Making websites V.I. friendly is not straightforward and the reason is not the technology. Vision impairment is an incredibly broad condition meaning that those living with sight loss will access websites in a variety of ways.

For example, somebody with no useful vision accesses websites using a screen reader. There are several alternatives but the one I use is called JAWS. Blind users are unable to use a mouse. This means that they navigate using key stroke combinations on their keyboard. However, someone with limited vision might use a mouse but require a larger font size or user-friendly colour contrasts.

It is a complicated area and getting advice from disabled users focus groups is an effective way of improving your website.

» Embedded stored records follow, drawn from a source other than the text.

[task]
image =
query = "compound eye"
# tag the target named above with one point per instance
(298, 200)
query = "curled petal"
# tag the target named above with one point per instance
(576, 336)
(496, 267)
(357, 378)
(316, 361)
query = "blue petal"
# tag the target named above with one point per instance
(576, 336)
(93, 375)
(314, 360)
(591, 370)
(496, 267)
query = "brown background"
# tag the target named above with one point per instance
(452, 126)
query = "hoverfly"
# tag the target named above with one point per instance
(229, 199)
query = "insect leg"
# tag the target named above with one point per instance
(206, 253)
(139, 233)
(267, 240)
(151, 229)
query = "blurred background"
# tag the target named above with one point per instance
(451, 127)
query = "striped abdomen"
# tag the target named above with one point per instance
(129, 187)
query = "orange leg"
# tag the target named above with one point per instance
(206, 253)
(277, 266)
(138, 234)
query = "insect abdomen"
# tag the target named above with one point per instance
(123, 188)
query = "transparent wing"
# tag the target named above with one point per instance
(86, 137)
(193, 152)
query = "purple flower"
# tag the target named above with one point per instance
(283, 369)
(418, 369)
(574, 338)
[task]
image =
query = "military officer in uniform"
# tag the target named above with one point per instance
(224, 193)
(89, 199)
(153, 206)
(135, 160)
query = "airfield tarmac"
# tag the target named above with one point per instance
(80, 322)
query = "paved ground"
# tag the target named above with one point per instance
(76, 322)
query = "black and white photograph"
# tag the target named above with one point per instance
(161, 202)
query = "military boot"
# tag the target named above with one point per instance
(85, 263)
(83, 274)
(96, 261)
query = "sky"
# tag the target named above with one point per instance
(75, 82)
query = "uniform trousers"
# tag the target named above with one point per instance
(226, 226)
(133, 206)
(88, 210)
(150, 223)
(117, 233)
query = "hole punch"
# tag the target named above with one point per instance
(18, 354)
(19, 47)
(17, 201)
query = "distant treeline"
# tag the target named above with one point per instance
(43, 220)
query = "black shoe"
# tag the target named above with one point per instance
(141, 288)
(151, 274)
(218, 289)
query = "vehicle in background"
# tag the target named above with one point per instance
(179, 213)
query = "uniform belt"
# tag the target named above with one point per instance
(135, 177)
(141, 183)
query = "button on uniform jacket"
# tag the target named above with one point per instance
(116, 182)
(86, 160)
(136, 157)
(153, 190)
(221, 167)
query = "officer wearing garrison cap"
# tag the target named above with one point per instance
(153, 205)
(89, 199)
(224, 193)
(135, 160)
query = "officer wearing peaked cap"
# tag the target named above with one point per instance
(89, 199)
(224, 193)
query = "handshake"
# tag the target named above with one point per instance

10 tips for a more accessible site design from the European Blind Union

  1. Provide Alt Text for all images, and alternative content for all other media.
  2. Use eternal CSS for styling and layout and HTML for document structure.
  3. Associate table headers with table cells and use tables only for data. Include a table summary.
  4. Provide a skip links option to let a user skip repetitive content or better still, reduce the number of links on a website.
  5. Do not use flash, frames or tables for layout purposes.
  6. Design for device independence. Do not require a mouse and do not require JavaScript to activate links etc.
  7. Use simple language on your website, and specify the language used. If a user clicks on a link, they need to know what they should expect to find. Things like “click here” or unlabelled action buttons are not good from a VI perspective and should be avoided.
  8. Make sure colours and fonts contrast sufficiently and limit the number of colours you use as the more colours use the more difficult the website is to read.
  9. Do not fix a font size on your website. Use percentages or EMs. the ability to manually adjust the font size is a feature worth enabling.
  10. Use a fluid layout, using percentages or EMs for width.